"Now—to-night—far off—with me?"
"Yes! How has it happened?" she said breathlessly. "Why now? Why are you willing, all at once?"
"Because I no longer care for anything else but you!" he cried—"friends, career, reputation. Because I can't live without you, Dodo! Because nothing else in life is life but you! Because I've come to hate it all—the rest! Dodo, I love you! I can't be without you!"
"At last!" she said mechanically, staring at him.
She did not draw away, though his lips sought hers. She longed for that oblivion which had first come to her in his arms, that quieting of the senses that drew the day from before her eyes and closed her ears to all but the faintest, far-off murmurings. She did not resist, but eagerly awaited this masculine mastery that once had awakened all the slumbering passionate fires within her. She wanted to forget again, to be overwhelmed, balanced in his arms, a weak contented thing, leaping hungrily to his contact, delirious and on fire. But no such oblivion arrived. She felt herself poignantly awake, curiously, critically conscious of a hundred questions against her brain, wondering at him, at his frenzy—feeling none herself, nor knowing why.

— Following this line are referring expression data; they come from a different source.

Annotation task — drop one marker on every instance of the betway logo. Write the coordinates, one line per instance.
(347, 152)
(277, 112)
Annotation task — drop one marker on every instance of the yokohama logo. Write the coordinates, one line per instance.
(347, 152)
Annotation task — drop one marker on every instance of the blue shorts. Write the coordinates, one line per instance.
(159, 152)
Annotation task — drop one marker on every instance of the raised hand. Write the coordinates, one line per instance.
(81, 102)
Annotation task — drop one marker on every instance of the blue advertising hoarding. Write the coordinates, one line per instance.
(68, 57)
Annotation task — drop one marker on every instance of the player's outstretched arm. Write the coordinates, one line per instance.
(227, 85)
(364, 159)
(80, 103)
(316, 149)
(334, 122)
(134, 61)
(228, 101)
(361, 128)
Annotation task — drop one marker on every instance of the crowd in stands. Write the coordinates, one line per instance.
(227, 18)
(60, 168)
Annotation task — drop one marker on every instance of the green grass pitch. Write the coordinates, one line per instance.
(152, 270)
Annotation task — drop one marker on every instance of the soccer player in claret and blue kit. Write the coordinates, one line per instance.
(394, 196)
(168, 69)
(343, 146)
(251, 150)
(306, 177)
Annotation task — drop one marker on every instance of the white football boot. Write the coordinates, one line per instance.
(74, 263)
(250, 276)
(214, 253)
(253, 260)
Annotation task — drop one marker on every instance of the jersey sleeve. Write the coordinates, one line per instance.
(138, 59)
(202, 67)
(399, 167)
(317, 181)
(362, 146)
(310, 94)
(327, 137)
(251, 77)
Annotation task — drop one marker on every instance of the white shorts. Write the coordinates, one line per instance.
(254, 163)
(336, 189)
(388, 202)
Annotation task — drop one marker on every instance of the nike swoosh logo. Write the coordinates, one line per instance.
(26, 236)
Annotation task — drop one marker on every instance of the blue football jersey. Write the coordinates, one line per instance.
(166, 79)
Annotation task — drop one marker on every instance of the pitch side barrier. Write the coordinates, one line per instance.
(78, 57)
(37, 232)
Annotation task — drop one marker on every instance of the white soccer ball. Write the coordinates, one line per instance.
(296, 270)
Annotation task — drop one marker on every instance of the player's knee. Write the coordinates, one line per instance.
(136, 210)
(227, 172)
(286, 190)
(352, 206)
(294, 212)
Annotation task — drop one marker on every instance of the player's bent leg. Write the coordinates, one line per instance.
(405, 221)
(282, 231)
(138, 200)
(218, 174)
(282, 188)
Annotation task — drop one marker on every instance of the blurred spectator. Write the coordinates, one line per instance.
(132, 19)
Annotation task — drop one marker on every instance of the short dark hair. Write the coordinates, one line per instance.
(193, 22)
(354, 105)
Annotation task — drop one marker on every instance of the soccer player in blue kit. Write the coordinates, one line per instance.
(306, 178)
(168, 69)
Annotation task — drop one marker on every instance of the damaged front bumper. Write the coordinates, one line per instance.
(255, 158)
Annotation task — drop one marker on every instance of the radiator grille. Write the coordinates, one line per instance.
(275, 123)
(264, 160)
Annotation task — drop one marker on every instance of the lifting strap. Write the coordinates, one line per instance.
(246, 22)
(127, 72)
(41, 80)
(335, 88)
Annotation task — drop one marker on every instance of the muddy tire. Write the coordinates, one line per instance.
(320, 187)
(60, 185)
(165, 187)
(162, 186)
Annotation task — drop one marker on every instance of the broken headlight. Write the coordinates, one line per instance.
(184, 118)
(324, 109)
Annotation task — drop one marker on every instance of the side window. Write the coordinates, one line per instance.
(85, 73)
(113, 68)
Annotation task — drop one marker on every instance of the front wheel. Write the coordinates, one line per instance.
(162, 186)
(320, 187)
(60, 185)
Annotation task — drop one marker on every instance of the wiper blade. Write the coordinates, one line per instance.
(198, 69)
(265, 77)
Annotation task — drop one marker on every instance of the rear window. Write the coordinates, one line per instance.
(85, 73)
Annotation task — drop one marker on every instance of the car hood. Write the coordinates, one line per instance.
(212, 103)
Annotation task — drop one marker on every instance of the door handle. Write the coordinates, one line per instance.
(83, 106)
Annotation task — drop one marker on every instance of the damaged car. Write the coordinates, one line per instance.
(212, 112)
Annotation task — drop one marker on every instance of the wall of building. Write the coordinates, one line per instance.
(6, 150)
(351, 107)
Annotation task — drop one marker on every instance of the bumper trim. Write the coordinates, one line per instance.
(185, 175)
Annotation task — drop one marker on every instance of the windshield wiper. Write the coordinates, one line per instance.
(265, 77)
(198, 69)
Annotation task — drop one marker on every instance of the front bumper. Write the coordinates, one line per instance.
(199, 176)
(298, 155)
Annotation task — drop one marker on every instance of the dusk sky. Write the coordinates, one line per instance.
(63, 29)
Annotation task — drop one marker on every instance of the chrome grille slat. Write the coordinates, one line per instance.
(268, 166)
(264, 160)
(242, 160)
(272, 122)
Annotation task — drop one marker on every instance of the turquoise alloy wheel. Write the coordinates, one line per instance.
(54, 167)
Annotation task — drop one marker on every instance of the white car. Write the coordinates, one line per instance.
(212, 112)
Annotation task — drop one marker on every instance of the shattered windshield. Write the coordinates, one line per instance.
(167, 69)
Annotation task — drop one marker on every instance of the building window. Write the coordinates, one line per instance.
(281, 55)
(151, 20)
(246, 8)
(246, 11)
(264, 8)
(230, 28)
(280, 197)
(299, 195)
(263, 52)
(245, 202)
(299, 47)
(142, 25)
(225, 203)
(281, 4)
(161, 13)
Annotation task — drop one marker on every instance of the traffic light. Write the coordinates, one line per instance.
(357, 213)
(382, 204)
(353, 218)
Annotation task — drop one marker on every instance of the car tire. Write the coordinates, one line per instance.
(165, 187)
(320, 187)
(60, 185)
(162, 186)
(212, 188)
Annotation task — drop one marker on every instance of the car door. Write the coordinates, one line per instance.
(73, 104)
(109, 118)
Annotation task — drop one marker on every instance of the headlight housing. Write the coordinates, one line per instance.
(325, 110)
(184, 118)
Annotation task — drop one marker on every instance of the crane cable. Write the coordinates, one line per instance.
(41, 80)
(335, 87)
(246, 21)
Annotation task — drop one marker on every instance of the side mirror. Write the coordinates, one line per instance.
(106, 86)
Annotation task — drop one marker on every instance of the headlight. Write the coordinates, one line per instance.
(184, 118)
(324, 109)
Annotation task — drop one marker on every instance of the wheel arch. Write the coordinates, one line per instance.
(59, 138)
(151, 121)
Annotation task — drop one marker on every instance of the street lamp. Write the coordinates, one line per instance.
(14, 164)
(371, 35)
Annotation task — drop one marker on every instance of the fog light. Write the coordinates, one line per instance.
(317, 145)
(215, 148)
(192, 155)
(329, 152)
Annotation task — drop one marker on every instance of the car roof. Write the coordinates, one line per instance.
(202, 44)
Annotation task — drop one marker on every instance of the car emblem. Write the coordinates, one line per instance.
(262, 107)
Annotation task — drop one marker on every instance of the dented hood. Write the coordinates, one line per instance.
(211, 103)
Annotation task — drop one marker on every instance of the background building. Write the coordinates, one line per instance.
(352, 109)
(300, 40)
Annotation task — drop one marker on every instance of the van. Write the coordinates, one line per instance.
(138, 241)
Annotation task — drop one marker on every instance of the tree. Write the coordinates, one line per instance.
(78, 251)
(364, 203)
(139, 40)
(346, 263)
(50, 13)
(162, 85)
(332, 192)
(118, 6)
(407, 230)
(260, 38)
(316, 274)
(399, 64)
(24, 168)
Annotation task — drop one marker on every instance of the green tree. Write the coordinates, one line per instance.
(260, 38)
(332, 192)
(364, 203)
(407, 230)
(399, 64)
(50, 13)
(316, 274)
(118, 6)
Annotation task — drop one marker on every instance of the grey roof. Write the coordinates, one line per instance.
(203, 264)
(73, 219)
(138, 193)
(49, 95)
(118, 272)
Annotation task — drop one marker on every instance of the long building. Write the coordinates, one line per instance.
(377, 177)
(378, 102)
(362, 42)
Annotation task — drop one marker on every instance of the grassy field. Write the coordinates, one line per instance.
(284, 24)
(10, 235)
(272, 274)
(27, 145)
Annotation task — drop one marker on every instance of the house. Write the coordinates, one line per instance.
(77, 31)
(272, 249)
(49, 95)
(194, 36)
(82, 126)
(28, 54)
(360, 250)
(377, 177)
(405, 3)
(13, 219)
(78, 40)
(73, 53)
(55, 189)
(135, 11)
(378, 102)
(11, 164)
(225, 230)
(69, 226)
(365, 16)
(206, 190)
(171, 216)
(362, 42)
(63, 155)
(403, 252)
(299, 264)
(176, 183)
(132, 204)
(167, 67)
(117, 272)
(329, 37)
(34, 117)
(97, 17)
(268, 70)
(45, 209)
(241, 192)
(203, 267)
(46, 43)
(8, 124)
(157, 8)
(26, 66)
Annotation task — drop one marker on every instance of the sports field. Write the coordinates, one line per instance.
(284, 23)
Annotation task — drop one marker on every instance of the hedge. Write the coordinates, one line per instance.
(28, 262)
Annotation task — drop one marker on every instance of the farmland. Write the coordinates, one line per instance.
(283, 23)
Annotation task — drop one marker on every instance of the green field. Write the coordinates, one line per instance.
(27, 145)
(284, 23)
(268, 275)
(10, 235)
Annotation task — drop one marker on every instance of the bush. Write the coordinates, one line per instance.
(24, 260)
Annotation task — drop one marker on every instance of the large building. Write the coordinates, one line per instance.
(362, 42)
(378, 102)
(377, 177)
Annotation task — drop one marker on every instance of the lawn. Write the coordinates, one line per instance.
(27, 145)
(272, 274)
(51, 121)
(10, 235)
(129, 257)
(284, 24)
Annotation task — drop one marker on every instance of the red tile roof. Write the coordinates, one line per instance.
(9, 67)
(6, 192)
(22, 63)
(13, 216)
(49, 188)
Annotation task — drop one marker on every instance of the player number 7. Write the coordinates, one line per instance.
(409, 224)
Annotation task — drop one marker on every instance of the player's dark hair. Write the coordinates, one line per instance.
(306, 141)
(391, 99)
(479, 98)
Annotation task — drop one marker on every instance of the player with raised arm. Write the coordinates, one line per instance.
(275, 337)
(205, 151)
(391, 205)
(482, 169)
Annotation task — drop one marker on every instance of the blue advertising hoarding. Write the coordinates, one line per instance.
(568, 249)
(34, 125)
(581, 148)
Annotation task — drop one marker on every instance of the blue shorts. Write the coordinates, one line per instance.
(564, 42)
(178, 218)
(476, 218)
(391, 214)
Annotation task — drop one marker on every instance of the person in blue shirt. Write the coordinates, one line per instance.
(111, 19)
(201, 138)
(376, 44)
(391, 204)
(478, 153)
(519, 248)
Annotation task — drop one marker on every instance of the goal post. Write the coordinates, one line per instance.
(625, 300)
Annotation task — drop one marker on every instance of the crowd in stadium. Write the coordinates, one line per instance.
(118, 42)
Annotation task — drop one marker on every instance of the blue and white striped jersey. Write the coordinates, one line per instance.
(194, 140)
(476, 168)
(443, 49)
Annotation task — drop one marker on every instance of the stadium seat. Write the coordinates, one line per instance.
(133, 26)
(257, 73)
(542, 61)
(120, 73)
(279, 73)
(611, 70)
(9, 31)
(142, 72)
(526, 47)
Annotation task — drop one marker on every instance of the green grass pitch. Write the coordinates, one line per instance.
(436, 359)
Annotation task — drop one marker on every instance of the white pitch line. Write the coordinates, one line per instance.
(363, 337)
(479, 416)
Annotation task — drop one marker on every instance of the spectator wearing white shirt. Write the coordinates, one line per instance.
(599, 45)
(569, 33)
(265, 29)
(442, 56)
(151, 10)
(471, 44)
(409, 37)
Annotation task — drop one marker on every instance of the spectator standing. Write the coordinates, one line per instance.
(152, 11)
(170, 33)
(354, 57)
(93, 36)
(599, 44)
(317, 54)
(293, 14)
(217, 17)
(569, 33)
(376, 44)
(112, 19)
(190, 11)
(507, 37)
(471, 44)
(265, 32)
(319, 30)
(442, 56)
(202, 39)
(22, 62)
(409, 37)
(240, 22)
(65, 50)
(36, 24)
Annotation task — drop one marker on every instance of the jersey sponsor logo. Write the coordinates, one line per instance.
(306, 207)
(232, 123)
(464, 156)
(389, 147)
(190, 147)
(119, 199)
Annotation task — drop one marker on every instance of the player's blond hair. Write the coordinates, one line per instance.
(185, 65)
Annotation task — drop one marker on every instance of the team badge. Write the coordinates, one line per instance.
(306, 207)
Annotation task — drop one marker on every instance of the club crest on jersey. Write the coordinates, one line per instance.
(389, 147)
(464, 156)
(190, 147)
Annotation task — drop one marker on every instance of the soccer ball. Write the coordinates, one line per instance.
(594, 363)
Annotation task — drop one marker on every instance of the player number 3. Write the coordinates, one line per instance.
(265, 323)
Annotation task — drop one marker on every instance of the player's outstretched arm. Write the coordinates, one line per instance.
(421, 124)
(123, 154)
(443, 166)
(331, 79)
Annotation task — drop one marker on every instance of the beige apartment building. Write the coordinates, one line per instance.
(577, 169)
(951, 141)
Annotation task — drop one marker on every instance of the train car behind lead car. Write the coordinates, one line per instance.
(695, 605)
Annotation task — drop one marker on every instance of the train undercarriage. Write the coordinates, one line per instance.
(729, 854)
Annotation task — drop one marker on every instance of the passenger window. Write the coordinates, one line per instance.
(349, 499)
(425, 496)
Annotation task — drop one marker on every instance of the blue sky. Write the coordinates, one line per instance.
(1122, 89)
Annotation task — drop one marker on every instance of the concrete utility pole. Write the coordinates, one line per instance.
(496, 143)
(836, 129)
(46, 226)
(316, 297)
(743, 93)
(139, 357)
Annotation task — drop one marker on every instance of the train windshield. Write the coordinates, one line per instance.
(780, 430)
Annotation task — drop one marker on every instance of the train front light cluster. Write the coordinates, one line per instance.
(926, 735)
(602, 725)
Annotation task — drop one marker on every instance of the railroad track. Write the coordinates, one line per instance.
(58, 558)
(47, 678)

All at once from the other room the voice of Snyder startled them, singing raucously:
"Who are you with to-night, to-night? Oh, who are you with to-night? Will you tell your wife in the morning Who you are with to-night?"
He straightened up suddenly, recollecting himself.
"Ah, no! Don't go!" she cried, as she had on that first night when they had been swept together. He seemed so strange to her now! She wanted to have time to know him, this new Massingale!